I’m writing a Radix-2 DIT FFT algorithm in VHDL, which requires some fractional multiplication of input data by Twiddle Factor (TF). I use Fixed Point arithmetic’s to achieve that, with every word being 16 bit long, where 1 bit is a sign bit and the rest is distributed between integer and fraction. Therefore my dilemma:
I have no idea, in what range my input data will be, so if I just decide that 4 bits go to integer and the rest 11 bits to fraction, in case I get integer numbers higher than 4 bits = 15 decimal, I’m screwed. The same applies if I do 50/50, like 7 bits to integer and the rest to fraction. If I get numbers, which are very small, I’m screwed because of truncation or rounding, i.e:
Let’s assume I have an integer "3"(0000 0011) on input and TF of "0.7071" ( 0.10110101 - 8 bit), and let’s assume, for simplicity, my data is 8 bit long, therefore:
3x0.7071 = 2.1213
3x0.7071 = 0000 0010 . 0001 1111 = 2.12109375 (for 16 bits).
Here comes the trick - I need to up/down round or truncate 16 bits to 8 bits, therefore, I get 0000 0010, i.e 2 - the error is way too high.
My questions are:
I will appreciate any ideas or information on any known methods.

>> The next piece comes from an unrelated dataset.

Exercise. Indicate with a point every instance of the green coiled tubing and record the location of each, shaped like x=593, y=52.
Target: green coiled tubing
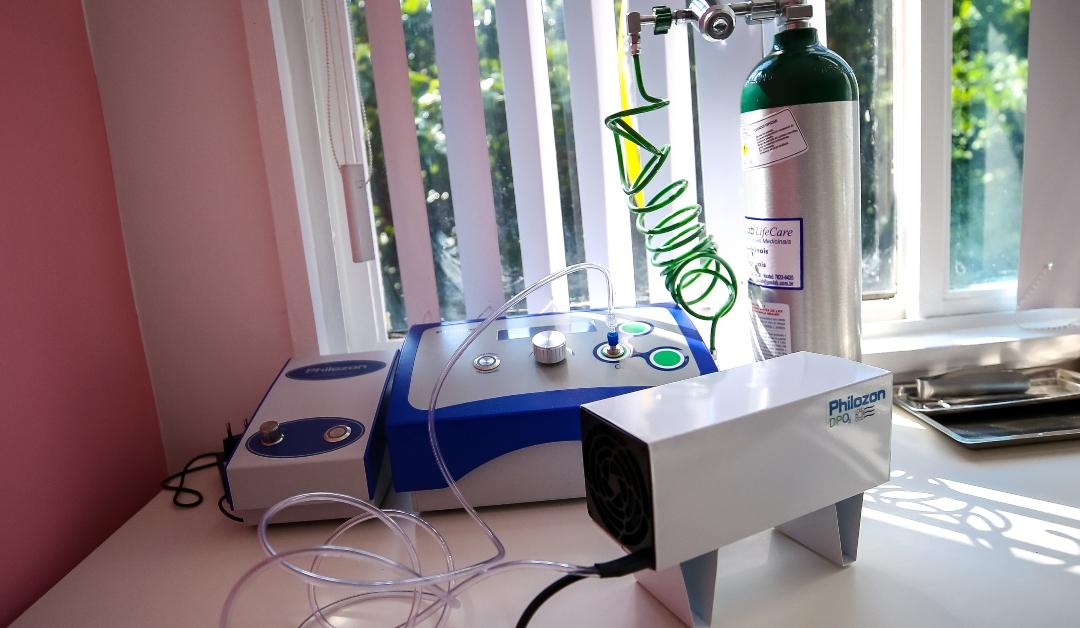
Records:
x=676, y=241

You don't need to know the fixed-point format of your input. You can safely treat it as normalized -1 to 1 range or full integer-range.
The reason is that your output will have the same format as the input. Or, more likely for FFT, a known relationship like 3 bits increase, which would the output has 3 more integer bits than the input.
It is the core user's burden to know where the decimal point will end up, you have to document the change to dynamic range of course.